Acts of Service – Leaders have a range of opportunities to support team members who especially value acts of service. This type of individual values actions that demonstrate caring; they are less about words and much more about deeds. One of the most significant ways a leader can impart acts of service in the workplace is to identify what is causing difficulty for a team member, and then actively seek to remove barriers or adjust responsibilities where possible. When leaders show they understand another’s perspective and take specific actions to improve issues with workload or environment, the impact is significant for these team members.
Physical Touch – On its face, it could seem that nurturing an individual who values physical touch could be somewhat complicated in the workplace.

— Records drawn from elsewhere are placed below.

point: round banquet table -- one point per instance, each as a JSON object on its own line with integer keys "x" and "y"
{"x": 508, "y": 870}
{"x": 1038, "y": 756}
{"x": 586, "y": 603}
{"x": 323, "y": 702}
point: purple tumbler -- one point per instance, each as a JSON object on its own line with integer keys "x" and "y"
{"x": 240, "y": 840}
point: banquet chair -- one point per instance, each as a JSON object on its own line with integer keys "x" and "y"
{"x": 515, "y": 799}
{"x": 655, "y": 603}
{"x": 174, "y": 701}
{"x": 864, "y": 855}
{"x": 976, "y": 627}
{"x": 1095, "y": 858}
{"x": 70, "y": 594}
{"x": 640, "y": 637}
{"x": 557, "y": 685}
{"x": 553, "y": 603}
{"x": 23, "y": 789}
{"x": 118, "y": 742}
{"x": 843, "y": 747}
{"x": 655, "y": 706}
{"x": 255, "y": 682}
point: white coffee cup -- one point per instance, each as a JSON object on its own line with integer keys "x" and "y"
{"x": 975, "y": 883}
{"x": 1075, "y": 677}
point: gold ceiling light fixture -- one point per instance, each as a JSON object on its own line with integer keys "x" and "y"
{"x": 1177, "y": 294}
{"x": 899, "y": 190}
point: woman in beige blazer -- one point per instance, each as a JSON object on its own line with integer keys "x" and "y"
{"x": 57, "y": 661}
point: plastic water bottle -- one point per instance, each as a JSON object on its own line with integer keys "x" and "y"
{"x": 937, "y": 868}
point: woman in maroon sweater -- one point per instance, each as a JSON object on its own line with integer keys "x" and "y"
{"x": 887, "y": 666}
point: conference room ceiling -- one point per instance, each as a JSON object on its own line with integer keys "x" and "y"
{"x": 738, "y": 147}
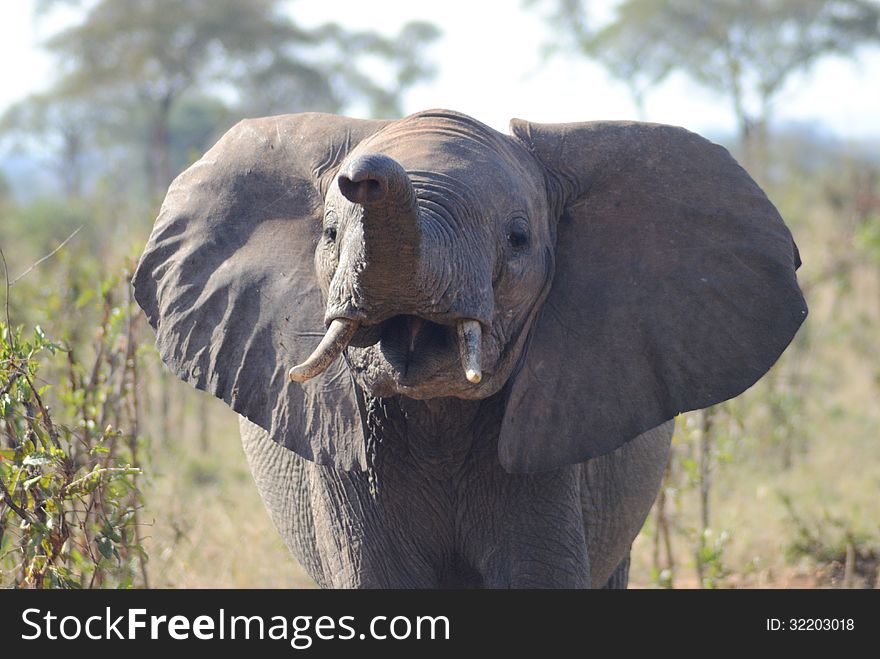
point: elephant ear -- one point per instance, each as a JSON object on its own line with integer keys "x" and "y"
{"x": 674, "y": 289}
{"x": 228, "y": 280}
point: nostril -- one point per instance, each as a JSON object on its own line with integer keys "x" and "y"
{"x": 368, "y": 190}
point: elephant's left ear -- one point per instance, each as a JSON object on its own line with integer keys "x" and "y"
{"x": 674, "y": 289}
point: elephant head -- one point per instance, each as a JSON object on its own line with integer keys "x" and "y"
{"x": 603, "y": 277}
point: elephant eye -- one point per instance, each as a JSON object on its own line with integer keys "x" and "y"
{"x": 518, "y": 237}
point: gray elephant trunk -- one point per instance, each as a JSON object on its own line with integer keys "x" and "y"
{"x": 391, "y": 225}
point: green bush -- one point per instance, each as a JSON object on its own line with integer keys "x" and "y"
{"x": 70, "y": 452}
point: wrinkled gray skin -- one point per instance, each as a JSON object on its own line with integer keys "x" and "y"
{"x": 618, "y": 273}
{"x": 447, "y": 515}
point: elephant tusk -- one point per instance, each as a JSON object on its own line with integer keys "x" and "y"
{"x": 338, "y": 335}
{"x": 470, "y": 346}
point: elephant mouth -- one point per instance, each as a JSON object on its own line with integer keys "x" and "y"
{"x": 415, "y": 347}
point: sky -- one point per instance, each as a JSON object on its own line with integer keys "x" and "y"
{"x": 491, "y": 67}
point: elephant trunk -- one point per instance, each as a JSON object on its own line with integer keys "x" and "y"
{"x": 390, "y": 222}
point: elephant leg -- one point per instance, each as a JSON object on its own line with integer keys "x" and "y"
{"x": 620, "y": 577}
{"x": 530, "y": 533}
{"x": 617, "y": 492}
{"x": 282, "y": 480}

There are, however, some ways to express this without crossing lines of appropriateness. Something as simple as a warm handshake and a sincere, enthusiastic greeting resonates with this type of person. This love language is not about physical intimacy—but for someone who values touch, it is a real way of connecting to another person. Knowing that people have a wide range of comfort or discomfort with physical touch, it is best to err on the side of caution and use other types of body language to convey appreciation. These individuals like and respond to open, friendly body language and warm facial expressions. When a leader shies away from touch or appears chilly or stiff during interactions, these team members feel diminished.
Even if a team never goes through a formal analysis of its members’ primary love languages, there is no question that simple observation and keen listening can reveal a lot about what makes different individuals feel valued and cared for. It is unquestionably the job of a true leader to continuously work to understand and uniquely interact with those they are entrusted to guide and support. Just as no two people are just alike, there are no one-size-fits-all answers for how to best encourage and affirm others. Leadership is deeply personal and dependent upon recognizing and acting upon the needs of others.